Si l’assèchement du Lac Tchad est une réalité bien visible, en revanche son dessèchement final, c’est-à-dire sa disparition totale est une fausse interprétation des réalités hydrologiques qui se fondent sur plus de cent années d’études scientifiques, également incontestables. De nombreux scientifiques, reconnus pour leurs travaux universitaires, mettent en doute une disparition du Lac Tchad. Les aléas pluviométriques dans les régions orientales de Centrafrique et du Bahr el-Ghazal soudanais ont des répercussions sur la superficie du Lac Tchad.

Un flash back sur l’histoire du Lac Tchad est sans appel. Au début du XXème siècle, les explorateurs et militaires coloniaux avaient rapporté les fluctuations du Lac Tchad. Après une période de sécheresse importante, fin XIXème siècle – début XXème siècle, le commandant géodésien Jean Tilho avait noté en 1908, que les eaux avaient quasiment disparu et que le Lac était devenu un marécage avec sa végétation palustre. Là où il pouvait jadis naviguer sur sa chaloupe, Jean Tilho pouvait désormais faire passer sa caravane de chameaux, à pieds secs. La disparition du Lac Tchad alimentait déjà les préoccupations. Mais dès 1913, Jean Tilho notait que le Lac Tchad avait repris sa superficie d’avant la sécheresse. La question de la disparition du Lac Tchad et les constats de Jean Tilho la réfutant  sont toujours d’actualité. L’assèchement du Lac Tchad est conjoncturel.

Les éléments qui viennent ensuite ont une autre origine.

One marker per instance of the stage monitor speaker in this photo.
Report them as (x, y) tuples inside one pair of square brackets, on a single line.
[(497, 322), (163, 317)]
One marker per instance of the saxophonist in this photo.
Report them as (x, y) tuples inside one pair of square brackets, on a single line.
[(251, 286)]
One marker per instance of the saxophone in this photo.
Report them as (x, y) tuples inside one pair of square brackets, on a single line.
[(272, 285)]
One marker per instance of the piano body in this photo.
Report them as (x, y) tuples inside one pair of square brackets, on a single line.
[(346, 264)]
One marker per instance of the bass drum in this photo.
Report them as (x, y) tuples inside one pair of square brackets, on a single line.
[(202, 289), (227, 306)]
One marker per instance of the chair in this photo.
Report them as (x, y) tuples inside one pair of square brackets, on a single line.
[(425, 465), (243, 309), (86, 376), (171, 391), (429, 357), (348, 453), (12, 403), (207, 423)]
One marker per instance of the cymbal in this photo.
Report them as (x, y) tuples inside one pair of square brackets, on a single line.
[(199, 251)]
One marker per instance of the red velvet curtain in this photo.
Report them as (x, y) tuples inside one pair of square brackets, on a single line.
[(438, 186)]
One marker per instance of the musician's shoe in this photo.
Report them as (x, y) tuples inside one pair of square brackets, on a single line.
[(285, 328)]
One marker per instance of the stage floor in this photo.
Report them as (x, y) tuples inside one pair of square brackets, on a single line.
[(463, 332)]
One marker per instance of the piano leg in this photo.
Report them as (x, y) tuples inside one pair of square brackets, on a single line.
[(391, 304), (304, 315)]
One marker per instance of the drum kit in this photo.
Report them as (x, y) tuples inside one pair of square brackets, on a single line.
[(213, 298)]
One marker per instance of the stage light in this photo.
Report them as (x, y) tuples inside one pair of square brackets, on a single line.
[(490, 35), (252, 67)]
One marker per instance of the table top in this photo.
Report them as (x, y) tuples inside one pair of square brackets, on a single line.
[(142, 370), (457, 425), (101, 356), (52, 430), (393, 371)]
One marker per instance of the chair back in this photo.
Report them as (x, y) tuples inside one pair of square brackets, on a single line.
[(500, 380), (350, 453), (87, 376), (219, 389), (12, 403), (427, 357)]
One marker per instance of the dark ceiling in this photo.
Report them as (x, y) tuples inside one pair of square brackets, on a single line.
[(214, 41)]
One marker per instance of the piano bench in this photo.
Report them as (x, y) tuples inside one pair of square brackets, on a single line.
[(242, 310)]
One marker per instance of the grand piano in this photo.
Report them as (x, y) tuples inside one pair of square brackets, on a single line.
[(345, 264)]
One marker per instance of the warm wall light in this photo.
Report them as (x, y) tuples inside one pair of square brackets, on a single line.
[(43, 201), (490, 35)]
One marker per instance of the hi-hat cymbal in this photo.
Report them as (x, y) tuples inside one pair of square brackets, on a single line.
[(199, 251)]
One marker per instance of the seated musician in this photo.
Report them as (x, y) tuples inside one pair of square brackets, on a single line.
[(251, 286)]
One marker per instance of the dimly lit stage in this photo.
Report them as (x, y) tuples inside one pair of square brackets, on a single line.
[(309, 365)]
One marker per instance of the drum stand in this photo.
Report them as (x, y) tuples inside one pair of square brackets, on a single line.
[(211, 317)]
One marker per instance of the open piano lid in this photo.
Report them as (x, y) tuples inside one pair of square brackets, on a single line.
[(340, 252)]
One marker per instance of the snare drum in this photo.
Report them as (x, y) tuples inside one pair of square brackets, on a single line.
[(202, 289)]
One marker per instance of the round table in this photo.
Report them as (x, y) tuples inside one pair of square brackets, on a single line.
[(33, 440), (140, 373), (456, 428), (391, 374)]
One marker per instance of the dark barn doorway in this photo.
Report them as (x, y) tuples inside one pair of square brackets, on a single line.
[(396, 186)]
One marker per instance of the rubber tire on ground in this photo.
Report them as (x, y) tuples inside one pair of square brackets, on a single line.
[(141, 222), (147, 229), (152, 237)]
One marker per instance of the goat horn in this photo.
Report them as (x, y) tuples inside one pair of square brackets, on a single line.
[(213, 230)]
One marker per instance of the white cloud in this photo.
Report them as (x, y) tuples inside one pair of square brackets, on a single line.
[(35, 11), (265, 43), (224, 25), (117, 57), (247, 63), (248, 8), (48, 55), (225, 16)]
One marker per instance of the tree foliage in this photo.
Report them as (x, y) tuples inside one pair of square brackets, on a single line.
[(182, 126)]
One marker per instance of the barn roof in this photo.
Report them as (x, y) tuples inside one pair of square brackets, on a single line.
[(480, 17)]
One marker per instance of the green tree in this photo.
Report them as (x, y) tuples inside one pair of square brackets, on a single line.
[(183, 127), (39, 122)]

Selon le bon principe "A quelque chose malheur est bon", les spécialistes en recherche-développement font aussi remarquer que la décrue des eaux du Lac Tchad a laissé apparaître des terres très fertiles qui pourraient être exploitées, si la sécurité était assurée dans cette zone, plus ou moins contrôlée par Boko Haram. Nul doute que la question du Lac Tchad va devenir un thème porteur pour de futurs colloques et conférences internationales.